In some contexts, the secondary storage 504, the ROM 506, and the RAM 508 may be referred to as a non-transitory computer readable medium or a computer readable storage media. A dynamic RAM embodiment of the RAM 508, likewise, may be referred to as a non-transitory computer readable medium in that while the dynamic RAM receives electrical power and is operated in accordance with its design, for example during a period of time during which the computer system 500 is turned on and operational, the dynamic RAM stores information that is written to it. Similarly, the processor 502 may comprise an internal RAM, an internal ROM, a cache memory, and/or other internal non-transitory storage blocks, sections, or components that may be referred to in some contexts as non-transitory computer readable media or computer readable storage media.
While several embodiments have been provided in the present disclosure, it should be understood that the disclosed systems and methods may be embodied in many other specific forms without departing from the spirit or scope of the present disclosure. The present examples are to be considered as illustrative and not restrictive, and the intention is not to be limited to the details given herein. For example, the various elements or components may be combined or integrated in another system or certain features may be omitted or not implemented.

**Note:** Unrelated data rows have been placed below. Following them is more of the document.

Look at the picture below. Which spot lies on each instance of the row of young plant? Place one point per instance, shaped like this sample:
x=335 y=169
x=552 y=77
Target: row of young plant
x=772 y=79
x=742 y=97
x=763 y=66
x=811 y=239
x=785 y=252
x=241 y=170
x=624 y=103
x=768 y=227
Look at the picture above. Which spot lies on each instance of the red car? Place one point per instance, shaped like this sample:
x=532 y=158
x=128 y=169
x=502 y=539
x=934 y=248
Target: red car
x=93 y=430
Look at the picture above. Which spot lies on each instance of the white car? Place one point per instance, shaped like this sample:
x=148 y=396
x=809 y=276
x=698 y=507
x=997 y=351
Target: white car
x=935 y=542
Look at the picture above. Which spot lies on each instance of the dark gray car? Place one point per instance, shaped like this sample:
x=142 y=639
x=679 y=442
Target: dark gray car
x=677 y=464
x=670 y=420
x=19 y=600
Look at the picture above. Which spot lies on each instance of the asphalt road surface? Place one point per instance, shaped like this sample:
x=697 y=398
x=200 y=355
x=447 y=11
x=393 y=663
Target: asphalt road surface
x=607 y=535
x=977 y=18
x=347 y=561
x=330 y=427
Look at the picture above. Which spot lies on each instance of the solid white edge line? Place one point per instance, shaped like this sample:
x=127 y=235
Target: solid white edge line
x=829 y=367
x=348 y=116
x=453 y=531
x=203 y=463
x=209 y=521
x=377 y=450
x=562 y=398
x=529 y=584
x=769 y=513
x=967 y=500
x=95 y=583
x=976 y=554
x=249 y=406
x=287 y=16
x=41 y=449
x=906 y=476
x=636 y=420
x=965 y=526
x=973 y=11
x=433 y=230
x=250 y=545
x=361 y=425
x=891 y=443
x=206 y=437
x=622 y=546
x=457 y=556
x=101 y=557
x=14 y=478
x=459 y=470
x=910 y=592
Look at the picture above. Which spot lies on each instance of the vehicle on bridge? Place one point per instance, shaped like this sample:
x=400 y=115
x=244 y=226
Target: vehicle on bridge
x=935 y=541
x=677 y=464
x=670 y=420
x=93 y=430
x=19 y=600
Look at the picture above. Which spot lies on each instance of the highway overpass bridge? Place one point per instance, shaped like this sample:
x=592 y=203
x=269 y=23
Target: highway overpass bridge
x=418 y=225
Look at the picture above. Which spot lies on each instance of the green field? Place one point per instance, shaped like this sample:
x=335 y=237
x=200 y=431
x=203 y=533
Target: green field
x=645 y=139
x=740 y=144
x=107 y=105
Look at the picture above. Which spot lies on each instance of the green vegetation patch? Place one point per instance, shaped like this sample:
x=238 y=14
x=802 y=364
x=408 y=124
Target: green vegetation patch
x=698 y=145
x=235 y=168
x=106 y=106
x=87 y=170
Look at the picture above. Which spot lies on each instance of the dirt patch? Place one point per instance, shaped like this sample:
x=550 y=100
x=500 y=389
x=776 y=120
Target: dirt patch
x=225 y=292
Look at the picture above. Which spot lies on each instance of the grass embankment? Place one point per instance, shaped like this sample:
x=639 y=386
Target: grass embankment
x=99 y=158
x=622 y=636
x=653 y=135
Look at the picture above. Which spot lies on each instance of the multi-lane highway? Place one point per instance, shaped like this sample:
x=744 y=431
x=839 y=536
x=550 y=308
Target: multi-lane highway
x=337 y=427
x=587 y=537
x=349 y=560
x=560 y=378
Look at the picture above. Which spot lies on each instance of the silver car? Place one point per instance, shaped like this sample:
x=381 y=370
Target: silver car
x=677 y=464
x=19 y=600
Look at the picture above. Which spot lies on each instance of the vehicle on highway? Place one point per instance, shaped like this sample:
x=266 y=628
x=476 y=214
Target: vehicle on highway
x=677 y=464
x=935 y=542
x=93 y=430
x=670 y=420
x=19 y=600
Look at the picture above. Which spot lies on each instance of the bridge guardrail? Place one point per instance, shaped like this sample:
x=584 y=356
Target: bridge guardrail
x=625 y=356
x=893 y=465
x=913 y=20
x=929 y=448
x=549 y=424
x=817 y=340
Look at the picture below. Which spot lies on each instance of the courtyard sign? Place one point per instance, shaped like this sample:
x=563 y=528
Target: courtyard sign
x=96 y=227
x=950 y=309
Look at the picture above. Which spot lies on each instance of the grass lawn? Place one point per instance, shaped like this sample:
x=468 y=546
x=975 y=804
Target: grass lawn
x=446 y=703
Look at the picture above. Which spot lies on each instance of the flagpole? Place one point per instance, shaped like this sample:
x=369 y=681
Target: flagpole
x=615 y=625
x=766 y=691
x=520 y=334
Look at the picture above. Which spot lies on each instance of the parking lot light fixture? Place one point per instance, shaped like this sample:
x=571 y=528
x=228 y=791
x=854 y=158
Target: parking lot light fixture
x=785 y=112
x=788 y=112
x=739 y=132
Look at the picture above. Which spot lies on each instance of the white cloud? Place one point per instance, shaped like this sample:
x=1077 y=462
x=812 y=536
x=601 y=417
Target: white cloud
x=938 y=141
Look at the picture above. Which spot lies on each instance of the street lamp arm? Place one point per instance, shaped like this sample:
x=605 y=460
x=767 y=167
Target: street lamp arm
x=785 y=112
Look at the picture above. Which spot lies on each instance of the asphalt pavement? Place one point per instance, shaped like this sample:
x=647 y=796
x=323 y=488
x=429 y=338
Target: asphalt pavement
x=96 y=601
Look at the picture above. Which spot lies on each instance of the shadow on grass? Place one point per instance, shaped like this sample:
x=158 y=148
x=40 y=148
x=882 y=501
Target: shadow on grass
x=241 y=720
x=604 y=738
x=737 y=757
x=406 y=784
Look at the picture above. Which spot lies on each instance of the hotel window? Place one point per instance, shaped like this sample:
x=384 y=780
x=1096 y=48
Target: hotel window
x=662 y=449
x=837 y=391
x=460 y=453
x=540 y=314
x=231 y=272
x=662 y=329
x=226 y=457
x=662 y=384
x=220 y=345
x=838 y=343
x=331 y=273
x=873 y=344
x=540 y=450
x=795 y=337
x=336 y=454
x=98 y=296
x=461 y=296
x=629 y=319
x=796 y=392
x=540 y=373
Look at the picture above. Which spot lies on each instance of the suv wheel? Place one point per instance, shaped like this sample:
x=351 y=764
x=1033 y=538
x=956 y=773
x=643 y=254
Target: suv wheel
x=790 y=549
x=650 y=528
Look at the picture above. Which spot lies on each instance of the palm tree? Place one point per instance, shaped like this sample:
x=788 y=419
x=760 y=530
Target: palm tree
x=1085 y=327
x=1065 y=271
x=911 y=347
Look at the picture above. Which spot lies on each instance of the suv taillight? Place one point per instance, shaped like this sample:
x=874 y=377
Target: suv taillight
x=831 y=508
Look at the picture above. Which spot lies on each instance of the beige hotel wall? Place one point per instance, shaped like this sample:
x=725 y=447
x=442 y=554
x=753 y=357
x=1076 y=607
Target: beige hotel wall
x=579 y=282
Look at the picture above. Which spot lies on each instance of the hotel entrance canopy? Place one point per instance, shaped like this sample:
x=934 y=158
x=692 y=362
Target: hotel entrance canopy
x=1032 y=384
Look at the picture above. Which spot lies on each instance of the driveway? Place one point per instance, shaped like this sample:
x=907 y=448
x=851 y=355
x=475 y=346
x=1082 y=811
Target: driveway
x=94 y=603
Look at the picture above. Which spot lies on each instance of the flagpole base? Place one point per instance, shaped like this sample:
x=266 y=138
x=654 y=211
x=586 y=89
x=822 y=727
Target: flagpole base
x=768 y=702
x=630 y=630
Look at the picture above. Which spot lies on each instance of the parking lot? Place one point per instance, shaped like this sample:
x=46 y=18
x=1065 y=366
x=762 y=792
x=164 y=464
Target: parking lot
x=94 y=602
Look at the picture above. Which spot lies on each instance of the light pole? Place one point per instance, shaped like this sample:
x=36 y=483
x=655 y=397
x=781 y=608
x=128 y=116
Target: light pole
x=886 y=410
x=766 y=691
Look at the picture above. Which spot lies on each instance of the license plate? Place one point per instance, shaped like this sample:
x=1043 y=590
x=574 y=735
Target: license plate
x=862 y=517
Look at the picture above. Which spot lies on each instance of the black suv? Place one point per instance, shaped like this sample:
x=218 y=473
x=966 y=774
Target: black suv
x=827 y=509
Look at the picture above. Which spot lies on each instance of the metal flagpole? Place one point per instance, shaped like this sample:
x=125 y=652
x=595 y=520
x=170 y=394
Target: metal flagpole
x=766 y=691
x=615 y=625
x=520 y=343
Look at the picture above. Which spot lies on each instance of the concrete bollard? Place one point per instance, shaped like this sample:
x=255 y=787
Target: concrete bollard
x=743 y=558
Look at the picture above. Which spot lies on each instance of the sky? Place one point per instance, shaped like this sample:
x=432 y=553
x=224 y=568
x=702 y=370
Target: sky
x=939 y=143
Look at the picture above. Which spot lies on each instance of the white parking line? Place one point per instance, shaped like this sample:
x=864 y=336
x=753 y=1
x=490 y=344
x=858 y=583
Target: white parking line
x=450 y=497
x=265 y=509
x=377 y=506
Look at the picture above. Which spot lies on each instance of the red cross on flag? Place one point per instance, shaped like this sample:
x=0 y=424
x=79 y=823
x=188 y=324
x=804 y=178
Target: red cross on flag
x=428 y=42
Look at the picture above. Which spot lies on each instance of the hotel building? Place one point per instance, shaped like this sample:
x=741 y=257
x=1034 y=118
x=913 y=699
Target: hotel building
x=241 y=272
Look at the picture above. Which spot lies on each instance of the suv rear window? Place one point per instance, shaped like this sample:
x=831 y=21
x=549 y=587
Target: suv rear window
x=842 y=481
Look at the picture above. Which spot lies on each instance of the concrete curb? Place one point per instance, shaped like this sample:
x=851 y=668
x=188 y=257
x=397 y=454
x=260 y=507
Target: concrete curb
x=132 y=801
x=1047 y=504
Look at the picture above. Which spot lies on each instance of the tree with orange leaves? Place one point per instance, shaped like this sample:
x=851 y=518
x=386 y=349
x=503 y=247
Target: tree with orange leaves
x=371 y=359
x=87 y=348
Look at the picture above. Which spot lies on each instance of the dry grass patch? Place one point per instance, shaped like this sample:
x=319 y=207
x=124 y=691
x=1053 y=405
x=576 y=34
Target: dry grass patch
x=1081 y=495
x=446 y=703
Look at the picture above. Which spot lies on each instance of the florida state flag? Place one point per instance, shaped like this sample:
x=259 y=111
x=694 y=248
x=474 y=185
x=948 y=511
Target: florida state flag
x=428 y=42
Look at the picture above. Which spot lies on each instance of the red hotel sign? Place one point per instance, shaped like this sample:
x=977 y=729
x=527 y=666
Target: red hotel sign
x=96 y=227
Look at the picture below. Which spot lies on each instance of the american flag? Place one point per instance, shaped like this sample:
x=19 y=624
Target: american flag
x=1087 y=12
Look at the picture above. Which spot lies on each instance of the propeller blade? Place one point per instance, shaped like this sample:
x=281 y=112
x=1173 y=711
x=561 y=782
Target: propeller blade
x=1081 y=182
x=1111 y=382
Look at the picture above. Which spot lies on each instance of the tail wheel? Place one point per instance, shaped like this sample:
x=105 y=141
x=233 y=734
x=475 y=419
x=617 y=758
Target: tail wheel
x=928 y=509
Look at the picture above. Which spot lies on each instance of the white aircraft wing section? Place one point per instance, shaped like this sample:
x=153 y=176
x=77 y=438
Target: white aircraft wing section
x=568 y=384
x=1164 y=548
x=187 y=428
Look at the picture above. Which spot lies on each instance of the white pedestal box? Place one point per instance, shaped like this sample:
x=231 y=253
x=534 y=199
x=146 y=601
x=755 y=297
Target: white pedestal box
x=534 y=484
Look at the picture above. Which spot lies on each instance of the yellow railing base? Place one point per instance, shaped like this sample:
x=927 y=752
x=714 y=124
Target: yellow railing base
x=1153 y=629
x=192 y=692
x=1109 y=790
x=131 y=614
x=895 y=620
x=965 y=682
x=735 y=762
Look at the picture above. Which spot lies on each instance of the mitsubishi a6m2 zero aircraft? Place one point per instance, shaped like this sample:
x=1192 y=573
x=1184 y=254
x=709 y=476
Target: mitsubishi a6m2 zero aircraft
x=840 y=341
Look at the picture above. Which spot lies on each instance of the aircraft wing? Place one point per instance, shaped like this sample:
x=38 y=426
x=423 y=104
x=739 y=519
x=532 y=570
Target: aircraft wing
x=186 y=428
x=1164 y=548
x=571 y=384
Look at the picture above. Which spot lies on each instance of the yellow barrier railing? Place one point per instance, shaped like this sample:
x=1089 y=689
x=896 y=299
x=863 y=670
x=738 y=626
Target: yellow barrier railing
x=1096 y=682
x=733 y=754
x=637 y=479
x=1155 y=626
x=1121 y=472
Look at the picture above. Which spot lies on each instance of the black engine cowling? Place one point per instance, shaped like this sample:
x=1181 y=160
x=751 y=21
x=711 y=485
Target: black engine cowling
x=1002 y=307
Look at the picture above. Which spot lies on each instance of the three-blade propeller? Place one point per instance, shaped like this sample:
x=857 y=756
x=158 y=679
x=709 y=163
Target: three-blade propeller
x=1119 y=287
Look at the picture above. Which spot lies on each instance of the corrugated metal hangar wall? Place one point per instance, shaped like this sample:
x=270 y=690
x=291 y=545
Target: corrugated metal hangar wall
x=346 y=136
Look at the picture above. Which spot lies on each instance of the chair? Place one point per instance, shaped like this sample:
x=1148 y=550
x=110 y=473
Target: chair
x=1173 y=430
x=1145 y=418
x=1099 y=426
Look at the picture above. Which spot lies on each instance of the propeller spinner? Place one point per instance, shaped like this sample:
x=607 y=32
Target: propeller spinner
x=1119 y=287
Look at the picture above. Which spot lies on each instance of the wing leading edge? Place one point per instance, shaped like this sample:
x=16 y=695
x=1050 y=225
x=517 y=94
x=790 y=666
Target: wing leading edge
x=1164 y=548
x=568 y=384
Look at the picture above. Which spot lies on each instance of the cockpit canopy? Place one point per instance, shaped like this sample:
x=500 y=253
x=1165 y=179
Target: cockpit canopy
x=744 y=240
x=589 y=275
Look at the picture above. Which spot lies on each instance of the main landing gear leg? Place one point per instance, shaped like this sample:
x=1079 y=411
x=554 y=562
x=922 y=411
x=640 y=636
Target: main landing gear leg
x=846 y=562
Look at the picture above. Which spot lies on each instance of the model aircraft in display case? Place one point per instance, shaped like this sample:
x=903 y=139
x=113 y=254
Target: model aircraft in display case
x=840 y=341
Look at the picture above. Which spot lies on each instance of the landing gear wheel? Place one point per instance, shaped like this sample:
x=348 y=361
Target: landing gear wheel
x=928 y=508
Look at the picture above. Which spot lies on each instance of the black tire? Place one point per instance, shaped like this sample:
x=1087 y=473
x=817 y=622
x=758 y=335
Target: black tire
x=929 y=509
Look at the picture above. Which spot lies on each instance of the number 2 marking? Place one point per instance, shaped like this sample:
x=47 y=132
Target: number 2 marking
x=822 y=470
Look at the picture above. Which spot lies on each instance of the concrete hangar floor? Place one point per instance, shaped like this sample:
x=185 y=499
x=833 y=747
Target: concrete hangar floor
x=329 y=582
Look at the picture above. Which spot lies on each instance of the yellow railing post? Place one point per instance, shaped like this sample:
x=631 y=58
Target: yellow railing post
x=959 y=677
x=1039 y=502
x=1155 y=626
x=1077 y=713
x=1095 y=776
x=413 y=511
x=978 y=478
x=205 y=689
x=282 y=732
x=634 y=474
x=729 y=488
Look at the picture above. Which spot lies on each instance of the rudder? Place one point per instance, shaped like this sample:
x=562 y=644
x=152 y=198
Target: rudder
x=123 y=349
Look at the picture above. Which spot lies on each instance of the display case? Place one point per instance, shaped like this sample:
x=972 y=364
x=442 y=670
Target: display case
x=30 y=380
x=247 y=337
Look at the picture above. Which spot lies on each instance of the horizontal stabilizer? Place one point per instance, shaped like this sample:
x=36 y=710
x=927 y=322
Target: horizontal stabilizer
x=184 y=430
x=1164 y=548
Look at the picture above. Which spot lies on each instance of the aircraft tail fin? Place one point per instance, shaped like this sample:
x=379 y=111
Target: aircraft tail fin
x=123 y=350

Also, techniques, systems, subsystems, and methods described and illustrated in the various embodiments as discrete or separate may be combined or integrated with other systems, modules, techniques, or methods without departing from the scope of the present disclosure. Other items shown or discussed as directly coupled or communicating with each other may be indirectly coupled or communicating through some interface, device, or intermediate component, whether electrically, mechanically, or otherwise. Other examples of changes, substitutions, and alterations are ascertainable by one skilled in the art and could be made without departing from the spirit and scope disclosed herein.